Virginia State Sen. Wiley F. Mitchell Jr. (R-Alexandria) gets a lot of mail, but none is so plaintive as that which crosses his desk now that the General Assembly is about to grapple with the results of Ronald Reagan's budget cuts.
Advocacy groups for the mentally retarded, the physically handicapped, the aged, autistic children, family services and numerous others have inundated legislative offices like his with newsletters and telephone calls, all sounding the alarm over cuts in federal spending and hoping they can persuade the state to make up some of the loss.
"But I don't see how we can stretch three feet of cloth to cover a four-foot gap," said Mitchell, whose conservative state, unlike Maryland and the District, anguishes less in public over the financial squeeze on the poor and disadvantaged.
President Reagan has cut more than $40 billion from the federal budget since his inauguration, all in an effort to strengthen the economy and hold down a budget he wants to balance. While programs for the poor, unemployed and other disadvantaged persons have been among the hardest hit, losses in federal funding also are jeopardizing state and local government ability to provide services in these areas.
In Virginia, with both capital and general funds stretched, even the most sympathetic of officials say the state will be hard pressed to make up any shortfalls from the more than $250 million in Reagan budget cuts to the state over the next two years. Outgoing Gov. John N. Dalton will present his final two-year budget to the new session of the General Assembly today.
"I expect to bleed quite a lot myself along with some of these groups that are going to be affected," said Joseph L. Fisher, the former congressman from Arlington who Democrat Gov.-elect Charles S. Robb has named secretary of human resources.
Spokesmen for Dalton have said they expect 75 percent of the federal cuts to hit the state's "people programs," but advocacy groups for the poor and disadvantaged are hoping that Robb will somehow restore the social service programs Dalton aims to phase out.
Robb has kept quiet about his own budget plans since his election, however, prefering to wait for Dalton's budget. Aides to Robb, who promised during the campaign to strenuously resist tax increases, say the new governor is not likely to try to make up the lost federal monies.
"The words the governor Robb used to me were that he didn't expect there would have to be many changes" in the Dalton budget, said Wayne F. Anderson, Robb's new secretary of administration and finance.
Fisher, who talks of "cutting right to the bone," doesn't rule out asking the legislature for more money if his department is left with critical needs unmet.
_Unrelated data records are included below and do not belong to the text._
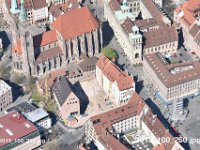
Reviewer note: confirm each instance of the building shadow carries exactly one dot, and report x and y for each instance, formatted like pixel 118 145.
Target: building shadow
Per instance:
pixel 180 38
pixel 17 90
pixel 5 40
pixel 53 118
pixel 139 84
pixel 164 121
pixel 84 101
pixel 107 33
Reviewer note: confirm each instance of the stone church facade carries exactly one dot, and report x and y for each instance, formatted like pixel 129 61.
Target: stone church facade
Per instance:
pixel 72 35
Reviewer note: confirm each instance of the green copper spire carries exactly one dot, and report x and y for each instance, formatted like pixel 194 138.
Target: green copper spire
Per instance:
pixel 23 15
pixel 14 8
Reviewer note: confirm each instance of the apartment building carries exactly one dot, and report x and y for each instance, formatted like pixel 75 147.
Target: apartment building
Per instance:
pixel 56 9
pixel 114 81
pixel 132 41
pixel 16 132
pixel 187 18
pixel 38 116
pixel 67 101
pixel 172 81
pixel 33 11
pixel 157 36
pixel 107 128
pixel 5 95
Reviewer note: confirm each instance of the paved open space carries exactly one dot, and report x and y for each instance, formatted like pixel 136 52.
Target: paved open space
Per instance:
pixel 190 127
pixel 93 98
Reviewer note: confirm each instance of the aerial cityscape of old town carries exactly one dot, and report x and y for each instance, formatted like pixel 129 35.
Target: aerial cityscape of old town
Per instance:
pixel 100 74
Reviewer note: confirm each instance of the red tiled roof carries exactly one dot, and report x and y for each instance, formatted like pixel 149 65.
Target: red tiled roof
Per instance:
pixel 44 38
pixel 14 123
pixel 188 14
pixel 158 129
pixel 37 4
pixel 17 48
pixel 159 147
pixel 75 22
pixel 133 108
pixel 58 73
pixel 113 73
pixel 48 54
pixel 160 36
pixel 55 11
pixel 162 70
pixel 69 5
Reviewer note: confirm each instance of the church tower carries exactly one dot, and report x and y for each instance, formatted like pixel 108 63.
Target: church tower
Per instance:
pixel 23 15
pixel 14 7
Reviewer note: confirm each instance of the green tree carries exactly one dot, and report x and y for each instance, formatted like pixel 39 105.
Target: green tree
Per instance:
pixel 109 52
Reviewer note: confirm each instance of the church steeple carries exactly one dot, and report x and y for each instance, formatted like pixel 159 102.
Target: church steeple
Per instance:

But the state's legislators have been saying for weeks that raising taxes is just not the Virginia way.
"We'll spend exactly the revenues we take in, and there will be no revenues raised by outside sources, no taxes raised to make up for the deficits," said State Sen. Richard L. Saslaw (D-Fairfax). "Essentially, it's going to be the survival of the fittest. That's the way it is here."
The probable lone exception to that maxim will be the new tax monies legislators are expected to seek for transportation needs. State Sen. Adelard L. Brault (D-Fairfax), the senior member of Northern Virginia's legislative delegation, argues that funds will be needed for highway construction and maintenance and for Metro.
Reagan's budget reductions will cost Virginia about $95 million during this fiscal year. The Dalton administration estimates that Reagan cuts and various state revenue losses will be between $400 to $600 million over the next 2 1/2 years. Much of these losses result from Reagan cuts and state tax losses that the cuts will cause and expected state revenue losses because of the recession. Dalton has projected the loss of $207 million in state revenues over the next three years due only to Reagan administraton cuts in corporate, individual and estate taxes.
The state's approximately $6 billion annual budget has already been squeezed by the loss of more than $70 million in federal revenue sharing monies in the past two years. The state also has experienced a significant decline in tax revenues, has frozen spending for state construction programs and has laid off employes. Health care, income assistance and other programs have been severely curtailed.
Virginia's budget problems have received different reactions from government leaders, depending on their political party. Democrats predict the worst but take comfort in blaming a Republican administration for economic hardships. Republicans have tried to put on the best face, arguing that the cuts will help the economy.
"We'll make do with what we have," said John F. Herrity, Republican chairman of Fairfax County Board of Supervisors. Virginia legislators say they have what Brault calls an "eyes-wide-open" attitude toward the budget crunch.
The Democratic-controlled assembly seldom tinkers with any governor's budget, but there are indications that its budget committees may flex their muscles more this session. The Democratic leadership balked last year at giving Dalton more authority to shift budget funds around from department to department. Robb, the first elected Demoractic governor in 16 years, takes office Saturday and is expected to have a more cordial relationship with the legislature than Dalton has had recently.
But a reapportionment dispute will force House members to run for reelection next fall. Virginia politicians have never done that during a budget year, and campaign considerations will likely make them hesitant to make unpopular budget decisions, legislators acknowledge.
"The delegates are used to having a year's reprieve after a budget session," said Brault, wryly adding that House legislators won't feel at all like voting for any tax increases or cuts in services, and then going home to answer for their actions at the polls.